Economie, Politique

Loi du travail : c’est la rentrée !

Le jeudi 15 septembre dernier, la Confédération Générale du Travail (CGT) et la Force Ouvrière (FO) ont appelé tous les opposants à la réforme de la loi du travail, abrogée le 9 août dernier, à se mobiliser.2016-09-20-22-56-52Ce projet de loi qui modifie le Code du travail avait attisé des tensions sociales qui visiblement ne se sont pas apaisées durant l’été.

Pour la 14e fois, jeudi 15 septembre, les Français ont été appelés à descendre dans la rue. À la tête du cortège, Philippe Martinez (CGT) et Jean-Claude Mailly (FO) ont déclaré vouloir tout faire pour empêcher que cette loi pénètre dans les entreprises, et ce jusqu’à ce que les décrets soient appliqués.
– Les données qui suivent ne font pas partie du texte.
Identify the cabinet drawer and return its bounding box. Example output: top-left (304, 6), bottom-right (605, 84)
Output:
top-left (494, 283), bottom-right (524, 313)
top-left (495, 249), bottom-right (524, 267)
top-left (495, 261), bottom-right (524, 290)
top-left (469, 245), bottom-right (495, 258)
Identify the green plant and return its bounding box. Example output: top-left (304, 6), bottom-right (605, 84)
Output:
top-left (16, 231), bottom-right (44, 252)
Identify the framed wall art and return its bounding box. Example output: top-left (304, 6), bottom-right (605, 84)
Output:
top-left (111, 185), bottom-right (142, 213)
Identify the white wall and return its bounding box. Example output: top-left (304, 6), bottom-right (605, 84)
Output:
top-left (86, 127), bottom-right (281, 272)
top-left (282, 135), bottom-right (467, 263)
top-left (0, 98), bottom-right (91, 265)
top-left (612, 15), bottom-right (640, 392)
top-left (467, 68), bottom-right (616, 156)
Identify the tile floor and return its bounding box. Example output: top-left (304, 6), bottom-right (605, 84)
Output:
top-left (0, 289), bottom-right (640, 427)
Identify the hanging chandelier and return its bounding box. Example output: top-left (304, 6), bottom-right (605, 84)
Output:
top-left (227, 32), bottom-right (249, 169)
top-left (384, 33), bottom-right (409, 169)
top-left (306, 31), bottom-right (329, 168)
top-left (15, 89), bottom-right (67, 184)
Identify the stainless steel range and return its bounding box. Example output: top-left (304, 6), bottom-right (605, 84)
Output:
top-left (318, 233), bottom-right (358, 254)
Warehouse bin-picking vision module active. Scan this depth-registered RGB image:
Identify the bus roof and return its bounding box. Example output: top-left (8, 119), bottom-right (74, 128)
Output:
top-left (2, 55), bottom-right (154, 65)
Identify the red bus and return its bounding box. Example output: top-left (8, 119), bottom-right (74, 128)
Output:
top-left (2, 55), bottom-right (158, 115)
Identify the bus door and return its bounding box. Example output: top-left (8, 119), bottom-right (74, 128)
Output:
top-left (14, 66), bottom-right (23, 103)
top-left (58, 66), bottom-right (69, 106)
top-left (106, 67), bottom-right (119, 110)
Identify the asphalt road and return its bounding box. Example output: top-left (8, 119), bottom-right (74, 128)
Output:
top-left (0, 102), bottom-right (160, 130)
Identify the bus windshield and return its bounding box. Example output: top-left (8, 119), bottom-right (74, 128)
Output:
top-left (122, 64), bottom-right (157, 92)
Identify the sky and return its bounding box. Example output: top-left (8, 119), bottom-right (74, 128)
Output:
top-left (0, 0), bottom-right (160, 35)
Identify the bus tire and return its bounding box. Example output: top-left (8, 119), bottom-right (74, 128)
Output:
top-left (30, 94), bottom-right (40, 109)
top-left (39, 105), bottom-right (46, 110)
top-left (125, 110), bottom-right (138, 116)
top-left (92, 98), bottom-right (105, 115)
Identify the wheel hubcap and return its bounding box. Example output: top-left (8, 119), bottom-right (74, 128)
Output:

Adopté par le Parlement le 21 juillet et publié au Journal Officiel le 9 août dernier, le projet de réforme du Code du travail s’attache essentiellement à moderniser le dialogue social et à sécuriser les parcours professionnels.

Un tour de force de Manuel Valls  

Le Premier ministre a eu recours à l’article 49 alinéa 3 de la Constitution à cinq reprises. La dernière fois, c’était le 5 juillet 2016. Ce dernier recours a engagé la responsabilité du gouvernement devant le Parlement et a permis que le texte soit adopté sans le vote de ce dernier.

Malgré la censure partielle effectuée par le Conseil Constitutionnel, François Hollande avait tout de même promulgué cette loi.

Ce que la réforme prévoit

Prenons trois des mesures principales de la nouvelle loi de réforme :

  • L’article 2 du projet de loi est le plus controversé. Il modifie l’article 8 du Code du travail et il donne la possibilité de passer des accords d’entreprise en matière de temps de travail et de congés. Ces accords dérogent aux accords de branche.
  • Ce projet de loi insère aussi le principe de la majorité. Ceci permettra de valider un accord d’entreprise avec un minimum de 50% des voix des syndicats aux élections professionnelles.
  • De nouvelles difficultés économiques – comme la baisse du chiffre d’affaires ou la chute des commandes sur deux trimestres consécutifs pour une entreprise de 11 à 49 salariés – pourront également justifier un licenciement économique.

Des échauffourées fréquentes

Le 5 juillet, date de la dernière manifestation avant l’été, le nombre de personnes mobilisées à Paris avait nettement baissé. Ils n’étaient que 30.000 selon la police et 45.000 selon les syndicalistes.

Jeudi 15 septembre, les manifestants – entre 12.500 et 13.500 selon la préfecture, mais 40.000 selon la CGT – ont marché de la place de la Bastille à la place de la République. 16 personnes ont été interpellées et 12 ont été blessées.

Ces arrestations ont été faites avant et après la manifestation pour port d’armes prohibées, agressions sur les forces de l’ordre et jets de projectile.

En ce qui concerne les blessés, un policier a été la cible d’un cocktail molotov et a été gravement blessé à la jambe qui a pris feu. Aussi, un manifestant a perdu la vue à un œil après avoir reçu une grenade.

Dans le reste de la France, notamment à Nantes, les échauffourées ont été tout aussi importantes. Ce n’est pas moins de 62 interpellations qui ont été effectuées partout en France ce jour-là.

Malgré tout, les syndicats répètent qu’ils ne cesseront pas de se mobiliser tant que la totalité des 127 décrets d’application ne sera pas publiée.